Jean-Marie Le Pen menace d'aller au congrès du FN à Lille, en recourant à “la force publique”

Jean-Marie Le Pen, le 11 décembre 2012 à Versailles. / © MAXPPP
Jean-Marie Le Pen, le 11 décembre 2012 à Versailles. / © MAXPPP

Jean-Marie Le Pen, joint par l'AFP, a menacé vendredi de se rendre au congrès du Front national en mars en recourant à la "force publique", après une décision de justice qui confirme son exclusion du parti politique mais le maintient à sa présidence d'honneur.

Par AFP

"A priori je devrais aller" au congrès du FN prévu les 10 et 11 mars à Lille, a déclaré le cofondateur du parti d'extrême droite, qu'il a présidé de 1972 à 2011, avant de passer la main à sa fille, Marine Le Pen, seule candidate à sa propre succession en mars. "J'ai suffisamment de partisans au Front national pour n'avoir pas besoin de la force publique.
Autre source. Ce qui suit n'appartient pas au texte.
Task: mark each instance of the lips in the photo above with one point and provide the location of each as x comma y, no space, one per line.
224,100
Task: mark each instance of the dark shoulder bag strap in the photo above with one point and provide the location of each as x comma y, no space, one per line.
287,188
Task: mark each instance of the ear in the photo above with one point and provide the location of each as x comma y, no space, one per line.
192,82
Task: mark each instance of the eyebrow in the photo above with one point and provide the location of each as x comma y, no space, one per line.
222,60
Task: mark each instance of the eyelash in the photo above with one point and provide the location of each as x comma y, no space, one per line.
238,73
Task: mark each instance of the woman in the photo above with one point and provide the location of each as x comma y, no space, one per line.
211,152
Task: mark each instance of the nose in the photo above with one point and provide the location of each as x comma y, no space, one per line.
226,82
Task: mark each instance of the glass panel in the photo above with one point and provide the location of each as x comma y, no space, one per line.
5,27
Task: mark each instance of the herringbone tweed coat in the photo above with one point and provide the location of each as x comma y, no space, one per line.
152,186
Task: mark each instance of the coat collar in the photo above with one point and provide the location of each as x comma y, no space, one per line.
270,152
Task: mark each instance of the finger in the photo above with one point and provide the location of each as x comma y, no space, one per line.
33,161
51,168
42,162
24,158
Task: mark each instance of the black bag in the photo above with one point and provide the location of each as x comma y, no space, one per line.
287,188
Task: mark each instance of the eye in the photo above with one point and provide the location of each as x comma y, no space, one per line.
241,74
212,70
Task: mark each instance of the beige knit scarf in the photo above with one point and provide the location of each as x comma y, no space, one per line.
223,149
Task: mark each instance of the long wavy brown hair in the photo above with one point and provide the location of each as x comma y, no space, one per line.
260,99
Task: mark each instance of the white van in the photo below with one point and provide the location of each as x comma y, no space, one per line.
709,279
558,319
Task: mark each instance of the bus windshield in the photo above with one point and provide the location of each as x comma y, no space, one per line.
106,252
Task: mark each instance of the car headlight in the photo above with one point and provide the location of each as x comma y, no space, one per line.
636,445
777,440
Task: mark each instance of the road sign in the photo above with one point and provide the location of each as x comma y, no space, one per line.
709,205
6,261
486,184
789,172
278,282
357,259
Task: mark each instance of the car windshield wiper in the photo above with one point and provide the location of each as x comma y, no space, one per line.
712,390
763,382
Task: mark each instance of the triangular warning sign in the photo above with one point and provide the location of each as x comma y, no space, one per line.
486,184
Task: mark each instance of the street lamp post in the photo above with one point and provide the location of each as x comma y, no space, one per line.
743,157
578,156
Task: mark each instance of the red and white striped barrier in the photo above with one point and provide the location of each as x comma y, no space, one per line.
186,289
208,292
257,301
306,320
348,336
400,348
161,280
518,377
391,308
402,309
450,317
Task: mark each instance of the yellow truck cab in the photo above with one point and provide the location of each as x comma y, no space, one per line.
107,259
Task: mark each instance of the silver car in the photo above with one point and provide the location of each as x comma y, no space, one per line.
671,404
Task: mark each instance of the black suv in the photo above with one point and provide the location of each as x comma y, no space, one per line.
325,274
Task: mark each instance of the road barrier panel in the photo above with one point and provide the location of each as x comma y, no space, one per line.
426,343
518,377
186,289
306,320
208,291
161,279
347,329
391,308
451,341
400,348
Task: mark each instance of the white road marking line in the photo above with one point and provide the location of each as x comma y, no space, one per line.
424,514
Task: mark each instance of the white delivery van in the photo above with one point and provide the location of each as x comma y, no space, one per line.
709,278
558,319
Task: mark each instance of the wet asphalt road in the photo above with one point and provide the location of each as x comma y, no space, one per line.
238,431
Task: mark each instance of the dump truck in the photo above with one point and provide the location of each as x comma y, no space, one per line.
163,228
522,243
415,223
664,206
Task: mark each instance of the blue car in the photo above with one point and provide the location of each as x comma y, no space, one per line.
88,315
Mais s'il était nécessaire de le faire, pourquoi pas", a-t-il ajouté, après que la direction du FN a affirmé qu'elle lui interdirait l'accès au congrès au motif qu'il n'est plus adhérent.

Il a ensuite modéré ses propos sur RFI. "Je n'aurai pas le ridicule de me faire accompagner par la force publique, même si j'en ai le droit puisque je compte, je crois, suffisamment d'amis et de soutiens au sein du FN pour pouvoir aller librement au congrès", a-t-il déclaré à cette radio. "Ca mettrait Marine Le Pen dans une situation médiatiquement difficile", a déclaré à l'AFP M. Le Pen, exclu par sa fille en 2015 après de nouveaux propos polémiques sur la Shoah.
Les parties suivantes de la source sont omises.